Toutes les régions de France métropolitaine, à l’exception de la Corse, appliquent la majoration régionale maximale de l’accise: 0,73 centime par litre de supercarburant et 1,35 centime par litre de gazole. Cette fragmentation fiscale, héritée des compétences locales, complexifie la lisibilité du coût réel à la pompe. L’ajout de l’ETS2 en 2028 s’empilera donc sur cette architecture déjà épaisse, créant un étagement de prélèvements dont le total frôlera les 80 centimes par litre pour le gazole et plus encore pour l’essence.

Débat sur les mesures d’accompagnement post-2028

Les débats actuels portent sur les leviers de mitigation face au choc tarifaire annoncé. Réduire la TVA sur les carburants (passage de 20 % à 5,5 % ou 15 %) a été envisagé par plusieurs partis, mais le gouvernement Lecornu a jugé cette option inconcevable sur le plan juridique, estimant qu’elle violerait les directives européennes sur les taux réduits. Une TVA à 15 % économiserait environ 8 à 10 centimes par litre au consommateur, un gain partiel qui ne compenserait que partiellement la hausse ETS2.

D’autres scénarios circulent: aides directes aux ménages précaires et aux travailleurs indépendants, réduction temporaire de l’accise, ou chèques carburant ciblés. Le rapport coût-bénéfice de ces mesures reste débattu au sein de l’administration. La fenêtre jusqu’à 2028 laisse théoriquement du temps pour concevoir et négocier un accompagnement, mais elle sert aussi de délai de latence politique – le sujet resurgira quand l’échéance sera moins lointaine.

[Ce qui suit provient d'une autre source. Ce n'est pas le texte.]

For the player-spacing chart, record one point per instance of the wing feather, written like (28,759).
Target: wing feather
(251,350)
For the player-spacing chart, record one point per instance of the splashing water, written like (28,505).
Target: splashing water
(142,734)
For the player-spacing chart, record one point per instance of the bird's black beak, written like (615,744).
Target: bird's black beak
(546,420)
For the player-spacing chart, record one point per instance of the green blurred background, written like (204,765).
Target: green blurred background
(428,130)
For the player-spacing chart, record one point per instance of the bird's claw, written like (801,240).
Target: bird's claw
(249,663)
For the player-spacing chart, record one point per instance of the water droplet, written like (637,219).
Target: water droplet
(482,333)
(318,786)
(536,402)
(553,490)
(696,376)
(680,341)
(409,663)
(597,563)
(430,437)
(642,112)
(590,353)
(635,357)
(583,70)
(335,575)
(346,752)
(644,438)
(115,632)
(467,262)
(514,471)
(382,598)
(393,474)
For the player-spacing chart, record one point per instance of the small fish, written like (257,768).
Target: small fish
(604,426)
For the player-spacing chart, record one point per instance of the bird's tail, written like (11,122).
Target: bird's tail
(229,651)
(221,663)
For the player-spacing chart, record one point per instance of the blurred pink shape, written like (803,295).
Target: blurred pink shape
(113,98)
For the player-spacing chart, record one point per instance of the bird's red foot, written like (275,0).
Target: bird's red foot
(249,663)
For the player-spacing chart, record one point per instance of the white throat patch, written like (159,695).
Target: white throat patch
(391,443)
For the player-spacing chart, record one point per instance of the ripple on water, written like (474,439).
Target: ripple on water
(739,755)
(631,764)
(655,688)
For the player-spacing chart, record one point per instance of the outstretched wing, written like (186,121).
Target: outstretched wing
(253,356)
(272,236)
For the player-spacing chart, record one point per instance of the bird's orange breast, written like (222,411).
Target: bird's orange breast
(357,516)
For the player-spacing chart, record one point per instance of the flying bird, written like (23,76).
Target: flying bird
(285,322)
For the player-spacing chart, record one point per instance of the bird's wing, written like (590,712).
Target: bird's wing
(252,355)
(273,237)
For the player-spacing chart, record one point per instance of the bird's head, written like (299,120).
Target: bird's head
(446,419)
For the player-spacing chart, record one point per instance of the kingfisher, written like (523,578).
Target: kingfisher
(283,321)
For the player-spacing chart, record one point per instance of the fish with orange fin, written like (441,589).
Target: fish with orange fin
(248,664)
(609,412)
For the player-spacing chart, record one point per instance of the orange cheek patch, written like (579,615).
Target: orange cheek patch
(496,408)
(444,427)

ETS2: le calendrier politique de la taxe carbone

  • L' ETS2 (système d'échange de quotas d'émission pour les carburants) est reporté à 2028 en France, au lieu de janvier 2027.
  • Les automobilistes devront payer entre 10 et 15 centimes supplémentaires par litre une fois la taxe appliquée.
  • Toutes les régions françaises sauf la Corse appliquent la majoration régionale maximale de l' accise sur les carburants.
  • L' accise actuelle comprend une composante carbone de 44,6 euros par tonne de CO depuis 2014.
  • Le gouvernement français a jugé une réduction de TVA sur les carburants inconcevable juridiquement selon le droit européen.